Os sindicatos rejeitaram a proposta inicial da direção, que oferecia um reajuste de apenas 0,87% nos valores do plano. A categoria reivindica uma recomposição salarial condizente com a inflação acumulada e o ganho real, apontando que a oferta ficou bem abaixo do Índice Nacional de Preços ao Consumidor (INPC).
Além da questão do plano de saúde, os trabalhadores exigem o retorno do adicional tradicional de 70% sobre as férias, a retomada do pagamento de 200% nos dias de repouso ou feriados trabalhados, e se opõem à proposta de extinção de gratificações específicas, como a de motoristas por quebra de caixa e o vale extra de Natal.
Ao analisar a legalidade da greve, o Tribunal Superior do Trabalho determinou a manutenção de 80% do efetivo em atividade em cada unidade, ressaltando a essencialidade dos serviços dos Correios e o impacto que a paralisação pode ter no período eleitoral de 2026, conforme o ministro Vieira de Mello Filho, presidente do TST.
A Federação Interestadual dos Empregados dos Correios (Findect) declarou que é difícil aceitar que outros temas ganhem destaque enquanto a categoria aguarda iniciativas concretas para retomar as negociações e chegar a um acordo sério.

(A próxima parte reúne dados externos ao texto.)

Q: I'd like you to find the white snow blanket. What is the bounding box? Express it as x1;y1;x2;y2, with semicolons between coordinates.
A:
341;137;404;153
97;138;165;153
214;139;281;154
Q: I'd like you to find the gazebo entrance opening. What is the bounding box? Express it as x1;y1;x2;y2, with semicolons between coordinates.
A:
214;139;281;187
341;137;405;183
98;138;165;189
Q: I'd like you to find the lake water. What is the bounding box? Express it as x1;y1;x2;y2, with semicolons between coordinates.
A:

Em nota, a empresa informou que mantém os serviços em todo o país e está trabalhando para reduzir os impactos da paralisação. Os Correios orientam os clientes a acompanhar o rastreamento de encomendas pelo site ou aplicativo e a entrar em contato pelos telefones 4003‑8210, 0800‑881‑8210, chat ou serviço “Fale Conosco” para situações específicas.